UNA POSSIBILE SOLUZIONE
22 aprile, 2013   |  

I 9 milioni di italiani che hanno votato  PD, già delusi per l’esito del voto e per come ci si è arrivati, sono ora sconcertati o addirittura infuriati per come è stato condotto il dopo voto, per le giravolte strategiche culminate nelle opposte candidature, entrambe auto-impallinate, di Marini e Prodi.

Il partito è spaccato: c’è chi vuole, per ragioni nobili (di responsabilità) o meno nobili (rifiuto del cambiamento) un accordo con il PDL; e c’è chi, giustamente, in linea con gli umori dell’elettorato richiede una posizione intransigente nei confronti di una destra che non ha alcun interesse a cambiare.

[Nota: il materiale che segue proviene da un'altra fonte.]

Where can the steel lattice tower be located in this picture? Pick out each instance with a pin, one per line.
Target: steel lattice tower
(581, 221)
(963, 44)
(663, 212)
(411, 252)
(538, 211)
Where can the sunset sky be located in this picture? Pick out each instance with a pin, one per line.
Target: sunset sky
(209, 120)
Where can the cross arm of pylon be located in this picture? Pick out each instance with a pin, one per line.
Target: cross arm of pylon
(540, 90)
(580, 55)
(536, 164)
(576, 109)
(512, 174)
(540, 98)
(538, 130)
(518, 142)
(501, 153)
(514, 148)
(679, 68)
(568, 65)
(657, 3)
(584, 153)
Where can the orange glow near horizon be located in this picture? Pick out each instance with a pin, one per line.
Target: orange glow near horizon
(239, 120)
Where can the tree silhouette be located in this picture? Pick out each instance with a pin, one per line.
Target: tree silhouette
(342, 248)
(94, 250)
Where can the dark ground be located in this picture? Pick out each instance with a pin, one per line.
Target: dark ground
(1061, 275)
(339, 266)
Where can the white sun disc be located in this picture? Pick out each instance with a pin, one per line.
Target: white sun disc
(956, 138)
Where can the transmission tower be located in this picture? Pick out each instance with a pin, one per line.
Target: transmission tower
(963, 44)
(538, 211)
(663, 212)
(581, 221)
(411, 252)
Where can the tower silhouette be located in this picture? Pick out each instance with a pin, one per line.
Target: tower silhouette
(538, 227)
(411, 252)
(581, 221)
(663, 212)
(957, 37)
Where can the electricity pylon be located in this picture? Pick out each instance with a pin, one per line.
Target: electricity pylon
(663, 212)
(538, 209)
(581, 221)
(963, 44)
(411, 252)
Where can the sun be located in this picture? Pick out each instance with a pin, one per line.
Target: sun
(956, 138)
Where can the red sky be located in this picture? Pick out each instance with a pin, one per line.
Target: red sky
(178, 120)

In pratica due partiti, se non più.

Lo stallo determinatosi ha portato alla rielezione di Napolitano il quale imporrà necessariamente quella collaborazione destra-sinistra, che già invocava, e alla quale ora resta quanto mai difficile sottrarsi.

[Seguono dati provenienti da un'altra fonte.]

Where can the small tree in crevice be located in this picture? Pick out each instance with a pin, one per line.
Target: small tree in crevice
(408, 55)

Una strada senza uscita?  Opporsi è un suicidio, accettare senza condizioni lo è altrettanto.

Forse c’è una soluzione – avendo comunque, almeno sulla carta,  una maggioranza in Parlamento– che possa in qualche maniera mettere d’accordo le due “anime”, escluso che si possa (e Napolitano voglia) tornare subito al voto.  Il punto di partenza è che non c’è “inciucio”, perché la soluzione è imposta.

Subordinare l’accettazione di un’intesa, sullo schema del lavoro dei saggi, al superamento del principale motivo ostativo: la presenza di Berlusconi con i suoi ingombranti interessi economici e giudiziari, che vincolano l’intero centro destra e creeranno inevitabilmente una pesante ipoteca sull’esecutivo.

Se il PD ha sacrificato il suo leader e si piega per il bene del Paese, la destra deve finalmente mostrarsi adulta e liberarsi del padre-padrone che, oltre tutto, con le prossime sentenze sarà ancor più impresentabile (e tendenzialmente eversivo).

Il nodo è questo.

Riuscirà un PD a pezzi a ricompattarsi su tale posizione, per poi condurla con energia e con sapienza negoziale, sia nei confronti di Napolitano che di Alfano?

E riuscirebbe poi a spiegarlo ai suoi elettori?